David Siegel is worried, very worried as a matter of fact. The co-founder of Two Sigma, the $35 billion hedge fund said at the Milken Institute Global Conference that he's "very worried" that machines could soon replace a large amount of the workforce.

"Most people in the bulk of the job market are not involved in super-high-value jobs. They are doing routine work and tasks and it's precisely these tasks that computers are going to be better at doing" Siegel said.

A perfect example of this is on display in many Mcdonald's restaurants now as a result of some states raising the minimum wage. You now will find touch screens to place your order and pay instead of dealing with a person.

Of course, Mr. Siegel knows a bit about how powerful a role computers could play in the economy, as his New York based firm is regarded as one of the most sophisticated firms that use technology in order help it make money (i.e. high frequency trading).

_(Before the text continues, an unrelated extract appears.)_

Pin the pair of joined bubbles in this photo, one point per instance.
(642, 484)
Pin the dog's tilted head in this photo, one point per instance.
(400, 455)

A few other people chimed in on the matter as well. Steve Cohen, of SAC fame, agreed that artificial intelligence is "coming but not here yet", and it will be "a while" before technology displaces humans. David Harding, founder of $30 billion London based Winton Capital commented that artificial intelligence "won't completely change the whole field. It won't replace distressed-credit arbitrage or something like that."

While AI may not replace distressed credit arbitrage right away, one look at the floor of the NYSE during trading hours indicates that it may not be far off.